Climate change: Don't be too scary on issue, says adviser
- Published
It would be a mistake to frighten people too much on climate change, despite the challenge the world faces, a key UK adviser on the issue has said.
Lord Deben said the situation is "catastrophic" but if you scare the public "you don't get people to act".
Instead they say "drink and be merry, for tomorrow we die", he told a group of Senedd members.
Lord Deben chairs an independent committee, external advising the UK and devolved governments on emissions cuts.
He was giving evidence to the Welsh Parliament's climate change committee.
Last month a landmark UN scientific report warned of increasingly extreme heatwaves, droughts and flooding, and a key temperature limit being broken in just over a decade.
But there is hope that deep cuts in emissions of greenhouse gases could stabilise rising temperatures.
Lord Deben told the committee on Thursday that you have to be "willing to say thank you" for the progress made in the UK over the past decade and "generous in praise for what is being done" now to tackle climate change.
"Then say, 'actually, it isn't enough but we can do what is enough'," he said.
He said the cost of changing behaviour to cut emissions was less than one per cent of the UK's economic output and "perfectly doable", with the private sector having "huge sums of money available".
Lord Deben, environment minister under John Major's government in the 1990s, said the biggest question was making sure the transition "is a fair one, so that it doesn't weigh heavily on those least able to pay" the extra costs involved.
He also expressed fears that the whole of the UK was not developing the skills needed to take advantage of the opportunities of the economic changes that were coming.
"I have a horrible feeling that we're going to have a lot of green jobs and nobody to fill them," he said.
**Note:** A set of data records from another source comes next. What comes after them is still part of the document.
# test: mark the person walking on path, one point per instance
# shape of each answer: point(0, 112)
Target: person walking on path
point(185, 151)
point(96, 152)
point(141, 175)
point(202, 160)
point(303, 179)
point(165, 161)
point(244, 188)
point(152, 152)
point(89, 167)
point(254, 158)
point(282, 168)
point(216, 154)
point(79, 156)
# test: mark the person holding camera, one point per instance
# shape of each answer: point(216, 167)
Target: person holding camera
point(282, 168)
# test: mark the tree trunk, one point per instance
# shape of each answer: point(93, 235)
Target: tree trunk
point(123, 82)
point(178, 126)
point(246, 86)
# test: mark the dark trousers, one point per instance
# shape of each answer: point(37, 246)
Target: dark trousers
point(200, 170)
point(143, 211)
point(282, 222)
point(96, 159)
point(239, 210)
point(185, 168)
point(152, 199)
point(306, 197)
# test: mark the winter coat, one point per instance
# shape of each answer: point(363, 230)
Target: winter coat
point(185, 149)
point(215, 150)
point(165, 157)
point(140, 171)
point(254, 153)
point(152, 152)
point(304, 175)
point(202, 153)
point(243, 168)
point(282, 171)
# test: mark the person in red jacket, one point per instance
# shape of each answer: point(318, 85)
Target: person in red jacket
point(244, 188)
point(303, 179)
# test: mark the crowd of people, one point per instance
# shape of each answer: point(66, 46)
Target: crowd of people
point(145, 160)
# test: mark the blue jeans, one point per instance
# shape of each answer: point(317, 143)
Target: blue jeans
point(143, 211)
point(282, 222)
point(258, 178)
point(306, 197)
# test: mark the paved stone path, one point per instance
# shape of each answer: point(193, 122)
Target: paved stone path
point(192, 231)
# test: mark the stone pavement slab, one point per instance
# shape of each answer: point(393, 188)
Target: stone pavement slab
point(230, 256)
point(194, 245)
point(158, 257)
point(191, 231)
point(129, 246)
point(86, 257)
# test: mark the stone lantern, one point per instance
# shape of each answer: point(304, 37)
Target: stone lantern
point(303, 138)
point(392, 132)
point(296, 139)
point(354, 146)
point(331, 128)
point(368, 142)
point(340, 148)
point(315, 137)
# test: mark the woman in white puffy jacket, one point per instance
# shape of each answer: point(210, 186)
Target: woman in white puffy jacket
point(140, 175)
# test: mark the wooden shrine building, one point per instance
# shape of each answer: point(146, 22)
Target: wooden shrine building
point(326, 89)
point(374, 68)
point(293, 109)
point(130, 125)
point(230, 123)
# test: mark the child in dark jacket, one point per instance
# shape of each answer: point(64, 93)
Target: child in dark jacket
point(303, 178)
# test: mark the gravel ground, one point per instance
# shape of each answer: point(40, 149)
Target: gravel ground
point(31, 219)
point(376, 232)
Lord Deben said there was a "real opportunity for Wales to be a leader on this "because of the enormous history of education being held as such a prized thing in Wales, because it was the way you got out of circumstances you didn't like - you worked your way through and education was crucial".
The UK is hosting a summit next month seen as crucial if climate change is to be brought under control.
At COP26, in Glasgow, leaders from 196 countries will be asked to agree action to limit climate change and its effects, including rising sea levels and extreme weather.